- Date: October 6, 1928
- Season: 1928
- Stadium: Camp Randall Stadium
- Location: Madison, Wisconsin
- Attendance: 40,000

= Tall Grass Game =

The Tall Grass Game was the 1928 Notre Dame vs. Wisconsin football game played on October 6, 1928, between the Notre Dame Fighting Irish and Wisconsin Badgers. Notre Dame, coached by Knute Rockne, arrived in Madison, Wisconsin, only to find that the grass on the football field at Camp Randall Stadium had not been mowed in a week. Rumor was that Wisconsin coach Glenn Thistlethwaite wanted to slow down the speedy Notre Dame Irish players. Rockne demanded the field be trimmed and Thistlethwaite refused.

The game was considered to be one of the premier non-conference games of the time. Before the game began, a stadium-record 40,000 fans were expected to attend the game, an attendance mark that was achieved.

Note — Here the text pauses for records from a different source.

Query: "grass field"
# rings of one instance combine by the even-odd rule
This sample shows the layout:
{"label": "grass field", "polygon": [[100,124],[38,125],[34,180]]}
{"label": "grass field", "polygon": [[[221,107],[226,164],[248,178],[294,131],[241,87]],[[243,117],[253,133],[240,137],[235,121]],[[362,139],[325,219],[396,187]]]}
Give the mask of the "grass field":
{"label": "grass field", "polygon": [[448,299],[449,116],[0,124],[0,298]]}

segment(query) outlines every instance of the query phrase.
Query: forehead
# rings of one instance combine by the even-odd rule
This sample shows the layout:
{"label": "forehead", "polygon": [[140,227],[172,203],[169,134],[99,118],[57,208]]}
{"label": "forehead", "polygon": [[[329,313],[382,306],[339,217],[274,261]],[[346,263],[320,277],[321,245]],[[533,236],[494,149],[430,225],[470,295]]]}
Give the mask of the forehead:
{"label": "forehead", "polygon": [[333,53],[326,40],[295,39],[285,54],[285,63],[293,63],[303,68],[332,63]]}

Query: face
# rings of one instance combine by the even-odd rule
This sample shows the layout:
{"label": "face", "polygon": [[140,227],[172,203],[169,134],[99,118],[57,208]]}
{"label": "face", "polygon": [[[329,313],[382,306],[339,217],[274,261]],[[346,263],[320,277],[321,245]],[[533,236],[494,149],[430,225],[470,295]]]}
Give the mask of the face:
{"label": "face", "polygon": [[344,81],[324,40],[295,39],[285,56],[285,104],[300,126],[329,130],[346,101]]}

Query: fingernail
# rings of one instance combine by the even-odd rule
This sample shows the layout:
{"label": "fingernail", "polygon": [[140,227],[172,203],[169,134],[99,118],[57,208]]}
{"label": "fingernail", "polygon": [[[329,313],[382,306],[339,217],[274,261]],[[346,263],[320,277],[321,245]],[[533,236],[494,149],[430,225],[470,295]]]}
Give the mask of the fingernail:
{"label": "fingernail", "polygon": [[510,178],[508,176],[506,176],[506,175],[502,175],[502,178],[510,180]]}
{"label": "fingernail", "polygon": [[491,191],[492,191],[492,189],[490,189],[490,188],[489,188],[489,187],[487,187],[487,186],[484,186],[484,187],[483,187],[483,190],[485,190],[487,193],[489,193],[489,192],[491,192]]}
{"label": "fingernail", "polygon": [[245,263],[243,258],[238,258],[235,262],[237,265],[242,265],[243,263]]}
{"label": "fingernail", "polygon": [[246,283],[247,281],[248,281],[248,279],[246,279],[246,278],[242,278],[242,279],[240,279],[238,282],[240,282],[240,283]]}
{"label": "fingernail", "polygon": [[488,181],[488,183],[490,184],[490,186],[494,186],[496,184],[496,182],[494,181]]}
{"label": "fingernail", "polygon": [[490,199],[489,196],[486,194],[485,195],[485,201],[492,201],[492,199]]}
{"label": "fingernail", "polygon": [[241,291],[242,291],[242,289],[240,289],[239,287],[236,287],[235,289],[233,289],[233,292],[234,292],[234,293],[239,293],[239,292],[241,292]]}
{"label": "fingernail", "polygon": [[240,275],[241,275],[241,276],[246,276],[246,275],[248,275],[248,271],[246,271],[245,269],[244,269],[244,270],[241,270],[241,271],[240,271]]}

The Badgers upset the Irish 22–6, and Wisconsin fans still refer to the game as "The Victory In The Tall Grass." It was called the first win by a Big Ten Conference team over Notre Dame in over a decade, although the Fighting Irish had actually lost to the Iowa Hawkeyes only seven years prior to the game. The Badgers broke the Irish's 14-game streak against Big ten opponents and became only the second team to defeat them since their blackballing from the league was rescinded in 1917.